1702629771 The 10 best books of the last decade in Babelia

The 10 best books of the last decade in “Babelia”

Lists are uncomfortable, but they are magnetic: their head and tail are the semblance of clarity that each classification conveys. Babelia's list of the best books of the year comes home at Christmas as a tradition to close the cultural calendar and has the advantage and disadvantage of being consensual.
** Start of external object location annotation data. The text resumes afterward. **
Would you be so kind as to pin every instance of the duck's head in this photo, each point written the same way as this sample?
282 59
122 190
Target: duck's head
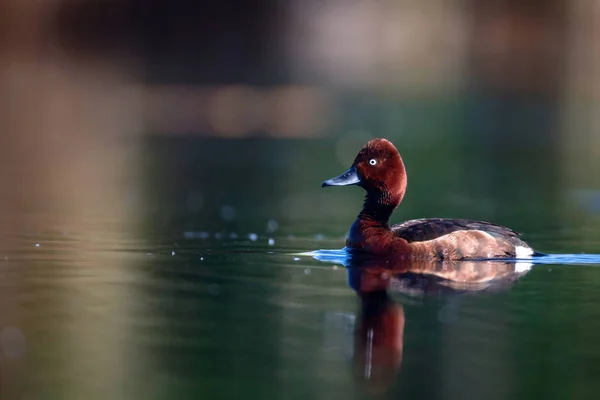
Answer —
377 168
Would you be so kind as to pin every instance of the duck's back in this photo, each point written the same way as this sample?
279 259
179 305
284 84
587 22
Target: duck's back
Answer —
467 237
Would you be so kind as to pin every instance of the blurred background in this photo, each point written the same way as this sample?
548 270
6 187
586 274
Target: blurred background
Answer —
125 123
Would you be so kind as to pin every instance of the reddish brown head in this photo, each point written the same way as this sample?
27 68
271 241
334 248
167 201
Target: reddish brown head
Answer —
378 168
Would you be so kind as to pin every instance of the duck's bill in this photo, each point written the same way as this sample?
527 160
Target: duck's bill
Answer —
349 177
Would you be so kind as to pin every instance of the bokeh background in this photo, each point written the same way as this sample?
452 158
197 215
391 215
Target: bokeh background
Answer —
129 121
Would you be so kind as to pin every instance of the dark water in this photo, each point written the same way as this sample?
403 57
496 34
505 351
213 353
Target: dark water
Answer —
204 294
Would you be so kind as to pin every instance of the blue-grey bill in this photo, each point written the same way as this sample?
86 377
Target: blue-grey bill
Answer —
349 177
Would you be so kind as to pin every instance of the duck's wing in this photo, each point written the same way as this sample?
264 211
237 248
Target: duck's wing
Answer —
418 230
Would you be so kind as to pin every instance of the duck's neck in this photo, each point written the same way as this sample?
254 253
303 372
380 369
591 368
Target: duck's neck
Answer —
378 208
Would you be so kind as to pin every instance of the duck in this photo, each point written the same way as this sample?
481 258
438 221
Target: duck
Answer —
379 169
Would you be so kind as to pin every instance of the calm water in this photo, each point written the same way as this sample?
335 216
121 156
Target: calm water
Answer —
204 294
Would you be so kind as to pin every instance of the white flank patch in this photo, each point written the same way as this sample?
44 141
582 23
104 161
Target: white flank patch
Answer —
523 252
522 267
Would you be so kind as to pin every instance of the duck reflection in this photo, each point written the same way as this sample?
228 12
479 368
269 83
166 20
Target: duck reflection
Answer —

Too many readers vote – every year we update the census – for the table, which adds up the votes for weeks, not to end up showing something that could be called literary common sense.

The most voted books of the last decade have not stopped being read, nor have their authors' reputations been questioned, showing that the critical support they received was due to their quality. It is also worrying that the relevance of literature written by women and the rethinking of the cultural canon in recent years have had no influence on the choice of the best book. In this sense, too, the lists make it clear: two out of ten are an anomaly in every respect.

Perhaps what is most significant about the list of the best books of the last decade is the centrality that two young writers of the transition have achieved in the culture of democracy: Javier Marías and Rafael Chirbes. These are two very different novelists who do not follow the same aesthetic tradition, but both share a very high ambition for moral inquiry, using impeccable prose as a tool. Marías rose to prominence very early on, and Chirbes approached the core of the canon from the fringes. The unexpected thing in the case of the Valencian writer is that this final canonization came about through the critical success of his diaries.

2022

Cover of the book “Diaries.  In the lost moments 3 and 4', by Rafael Chirbes.  ANAGRAM EDITORIAL

Diaries. To the lost times 3 and 4
Rafael Chirbes
anagram

The quality of the memoirs of Rafael Chirbes (1949-2015), demonstrated in his first volume published in 2021, did not diminish in the second part, and so it was no surprise that the author of On the Shore's diaries once again increased in value won first place, ahead of excellent books by other renowned authors. “The addiction that arises from the author's intimacy does not depend on the tolerance or harmony that the reader discovers with his obsessive and bitter opinions, but on the fact that he witnesses the exposure of the many phobias and fears of a literary being “that will also be able to enjoy the reality with the pen in the hand, the physical pleasure of using it on paper and its narcotic roar,” wrote Jordi Gracia in his notes for the Babelia special by a year ago, which also highlighted “the dizziness of immersing yourself in an intimacy that was punished, unsafe and often angry.”

2021

Cover of the book “Diaries” by Rafael Chirbes

Sara Mesa, 2020 winner, acknowledged that the “Event of the Year” was the first part of the memoirs of Rafael Chirbes, an author who previously took first place in 2013 with “On the Shore”. “Many of us have read them eagerly and had many conversations about them,” he wrote in Babelia, an opinion shared by numerous lovers of literature in general and of notes as personal as they illuminate life and work in particular the author of Crematorium, who died of lung cancer in 2015. The pessimism, loneliness and dirtiness that these notebooks convey are fueled by many tears, which sometimes make him appear inconsiderate of others and almost always of himself, Mesa noted.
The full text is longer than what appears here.